Роберт Хелленга - 16 наслаждений
Мы работали, не разговаривая и не думая. По крайней мере я не думала ни о чем. Я, как во сне, просто следовала всем инструкциям доктора, готовя очередную повязку, пропитанную раствором. Я много размышляла до этого момента, и было здорово ненадолго отключить сознание.

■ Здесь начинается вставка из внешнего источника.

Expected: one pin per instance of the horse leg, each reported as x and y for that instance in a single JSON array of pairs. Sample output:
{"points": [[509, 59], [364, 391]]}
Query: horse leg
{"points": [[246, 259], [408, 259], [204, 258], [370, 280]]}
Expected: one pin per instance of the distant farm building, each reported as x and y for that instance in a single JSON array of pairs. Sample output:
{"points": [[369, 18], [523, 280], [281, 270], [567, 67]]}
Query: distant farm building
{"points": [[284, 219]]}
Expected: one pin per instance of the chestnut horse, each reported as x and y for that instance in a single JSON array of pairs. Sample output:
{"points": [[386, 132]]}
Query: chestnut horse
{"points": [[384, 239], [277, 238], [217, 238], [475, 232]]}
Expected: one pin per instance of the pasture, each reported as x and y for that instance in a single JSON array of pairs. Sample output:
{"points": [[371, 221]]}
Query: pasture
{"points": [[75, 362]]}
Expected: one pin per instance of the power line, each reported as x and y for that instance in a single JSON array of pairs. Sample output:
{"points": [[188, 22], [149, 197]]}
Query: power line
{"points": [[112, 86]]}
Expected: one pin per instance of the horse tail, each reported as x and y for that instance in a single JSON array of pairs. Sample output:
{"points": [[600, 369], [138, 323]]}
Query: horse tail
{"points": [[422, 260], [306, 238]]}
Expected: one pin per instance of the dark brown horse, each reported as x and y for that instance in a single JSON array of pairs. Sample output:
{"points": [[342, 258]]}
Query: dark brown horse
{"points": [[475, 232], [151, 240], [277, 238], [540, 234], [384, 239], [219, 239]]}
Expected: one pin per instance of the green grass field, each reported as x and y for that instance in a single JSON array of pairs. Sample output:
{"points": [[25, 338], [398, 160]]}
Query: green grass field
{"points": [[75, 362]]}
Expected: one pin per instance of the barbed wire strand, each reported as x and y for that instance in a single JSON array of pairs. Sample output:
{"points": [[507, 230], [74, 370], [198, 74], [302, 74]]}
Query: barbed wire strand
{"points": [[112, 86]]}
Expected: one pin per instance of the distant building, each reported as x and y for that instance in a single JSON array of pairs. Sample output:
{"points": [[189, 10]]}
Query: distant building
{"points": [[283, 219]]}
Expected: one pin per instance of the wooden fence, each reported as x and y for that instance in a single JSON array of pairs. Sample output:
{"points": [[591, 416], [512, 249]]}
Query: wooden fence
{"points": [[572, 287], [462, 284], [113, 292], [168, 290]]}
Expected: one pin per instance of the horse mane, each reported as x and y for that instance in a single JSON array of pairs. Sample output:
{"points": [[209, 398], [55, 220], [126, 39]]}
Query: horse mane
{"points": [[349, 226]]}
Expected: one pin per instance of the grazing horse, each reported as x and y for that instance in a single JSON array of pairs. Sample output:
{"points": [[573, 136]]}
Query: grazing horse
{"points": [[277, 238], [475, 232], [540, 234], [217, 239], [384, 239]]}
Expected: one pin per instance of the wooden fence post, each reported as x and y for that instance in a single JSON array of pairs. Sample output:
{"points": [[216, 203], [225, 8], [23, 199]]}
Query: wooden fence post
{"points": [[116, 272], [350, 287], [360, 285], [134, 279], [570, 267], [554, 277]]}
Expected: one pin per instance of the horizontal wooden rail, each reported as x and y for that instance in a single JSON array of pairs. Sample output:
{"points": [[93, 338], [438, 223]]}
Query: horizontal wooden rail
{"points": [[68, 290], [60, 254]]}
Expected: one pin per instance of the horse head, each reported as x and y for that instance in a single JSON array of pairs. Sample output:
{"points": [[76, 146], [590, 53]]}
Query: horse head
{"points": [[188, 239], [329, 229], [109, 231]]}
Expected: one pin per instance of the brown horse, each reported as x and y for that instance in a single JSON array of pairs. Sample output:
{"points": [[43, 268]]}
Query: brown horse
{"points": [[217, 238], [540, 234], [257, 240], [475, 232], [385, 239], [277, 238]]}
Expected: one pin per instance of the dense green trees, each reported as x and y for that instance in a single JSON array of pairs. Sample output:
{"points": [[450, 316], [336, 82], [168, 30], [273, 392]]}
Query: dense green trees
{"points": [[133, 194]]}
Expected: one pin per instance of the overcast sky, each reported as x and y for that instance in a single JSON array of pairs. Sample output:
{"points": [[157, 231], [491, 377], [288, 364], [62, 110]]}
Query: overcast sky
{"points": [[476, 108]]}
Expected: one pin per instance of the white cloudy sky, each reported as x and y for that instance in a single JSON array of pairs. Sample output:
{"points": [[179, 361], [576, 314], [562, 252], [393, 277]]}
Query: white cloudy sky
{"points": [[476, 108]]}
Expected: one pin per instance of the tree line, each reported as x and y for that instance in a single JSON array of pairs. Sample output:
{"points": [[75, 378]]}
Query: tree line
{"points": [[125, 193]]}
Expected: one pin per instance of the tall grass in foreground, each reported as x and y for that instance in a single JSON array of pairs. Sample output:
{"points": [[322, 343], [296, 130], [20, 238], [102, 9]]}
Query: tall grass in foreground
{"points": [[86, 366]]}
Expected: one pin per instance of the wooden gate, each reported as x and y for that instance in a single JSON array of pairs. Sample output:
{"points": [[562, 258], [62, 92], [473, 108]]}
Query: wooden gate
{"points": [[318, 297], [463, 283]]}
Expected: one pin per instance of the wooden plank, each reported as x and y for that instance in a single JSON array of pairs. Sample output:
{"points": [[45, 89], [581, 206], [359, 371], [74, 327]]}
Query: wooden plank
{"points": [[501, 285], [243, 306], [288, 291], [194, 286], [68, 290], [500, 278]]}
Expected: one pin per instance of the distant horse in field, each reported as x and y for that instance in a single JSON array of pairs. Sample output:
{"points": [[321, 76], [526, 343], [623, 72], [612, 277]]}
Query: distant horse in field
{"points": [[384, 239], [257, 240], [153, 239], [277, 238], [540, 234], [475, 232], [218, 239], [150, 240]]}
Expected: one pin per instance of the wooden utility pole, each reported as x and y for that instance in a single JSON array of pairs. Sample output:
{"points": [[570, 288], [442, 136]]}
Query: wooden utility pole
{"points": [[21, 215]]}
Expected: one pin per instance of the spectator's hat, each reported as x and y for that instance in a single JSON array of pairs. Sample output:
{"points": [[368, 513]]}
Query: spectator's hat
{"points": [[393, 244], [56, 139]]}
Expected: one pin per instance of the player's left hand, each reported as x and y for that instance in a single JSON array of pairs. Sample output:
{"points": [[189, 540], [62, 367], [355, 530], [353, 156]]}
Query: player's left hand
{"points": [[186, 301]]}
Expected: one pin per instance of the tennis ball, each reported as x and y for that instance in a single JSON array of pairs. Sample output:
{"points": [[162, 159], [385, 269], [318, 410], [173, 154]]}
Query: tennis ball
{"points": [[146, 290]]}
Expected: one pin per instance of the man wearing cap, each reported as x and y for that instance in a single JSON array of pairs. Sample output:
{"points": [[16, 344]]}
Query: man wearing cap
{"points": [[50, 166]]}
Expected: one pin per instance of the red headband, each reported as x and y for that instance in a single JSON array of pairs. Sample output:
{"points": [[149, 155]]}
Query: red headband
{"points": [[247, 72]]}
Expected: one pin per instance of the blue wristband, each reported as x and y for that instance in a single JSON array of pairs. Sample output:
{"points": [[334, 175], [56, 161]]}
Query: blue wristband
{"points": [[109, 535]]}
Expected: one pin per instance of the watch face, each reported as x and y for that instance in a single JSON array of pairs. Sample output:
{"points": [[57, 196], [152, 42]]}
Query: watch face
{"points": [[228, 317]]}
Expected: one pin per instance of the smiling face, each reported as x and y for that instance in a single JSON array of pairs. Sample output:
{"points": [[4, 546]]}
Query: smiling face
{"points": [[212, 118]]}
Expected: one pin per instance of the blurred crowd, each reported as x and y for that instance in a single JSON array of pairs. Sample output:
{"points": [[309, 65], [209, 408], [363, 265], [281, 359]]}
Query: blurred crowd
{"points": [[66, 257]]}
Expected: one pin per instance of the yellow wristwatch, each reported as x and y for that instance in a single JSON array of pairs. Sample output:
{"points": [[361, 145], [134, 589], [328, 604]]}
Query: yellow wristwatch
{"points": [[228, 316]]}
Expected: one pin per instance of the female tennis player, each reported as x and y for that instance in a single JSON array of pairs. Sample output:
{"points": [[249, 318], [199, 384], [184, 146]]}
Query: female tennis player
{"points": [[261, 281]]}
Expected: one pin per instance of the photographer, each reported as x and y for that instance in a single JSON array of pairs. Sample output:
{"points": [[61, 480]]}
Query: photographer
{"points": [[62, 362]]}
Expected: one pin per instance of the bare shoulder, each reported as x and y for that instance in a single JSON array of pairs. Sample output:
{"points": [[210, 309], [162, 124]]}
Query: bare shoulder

Единственным, кто время от времени прерывал нас, был беспокойный аббат.
– Молитесь, не останавливаясь ни на минуту, – повторял ему доктор Постильоне. – Молитесь, не останавливаясь ни на минуту, аббат Ремо, и все будет хорошо.
Я подумала, что так может шутить врач во время операции, чтобы снять напряжение.
Высокое искусство всегда наводило на меня ужас. Я чувствовала, что мое восприятие было неадекватным. «Просто сиди тихо и смотри», – советовала мама. Но я всегда начинала нервничать, когда тихо сидела и просто смотрела. Как и многие люди, я предпочитала прочесть о картине, нежели на нее смотреть. Или я с удовольствием слушала, когда кто-то рассказывал мне о ней. Но, работая с доктором Постильоне, я взглянула на это по-другому. Напряжение прошло. Не было необходимости симулировать интенсивные душевные переживания. Никто не собирался задавать мне каверзных вопросов, чтобы убедиться, что я по достоинству оцениваю эти произведения. Моя функция сводилась к простому приготовлению компрессов. Я смотрела на фрески не как на священные иконы, указывающие дорогу к некому отдаленному метафизическому царству под названием Искусство, а как на обычные вещи, кусочки этого мира, физические объекты, которые могут изнашиваться, как рубашка, и затем быть починены, и как вещи мне их было легче полюбить. Как старые рубашки. Святой Франциск, танцующий перед папой Иннокентием III, только что давшим распоряжение основать религиозный орден. Какой прекрасный образ. Я видела эту сцену десятки раз прежде, но впервые мне захотелось тоже потанцевать, глядя на нее.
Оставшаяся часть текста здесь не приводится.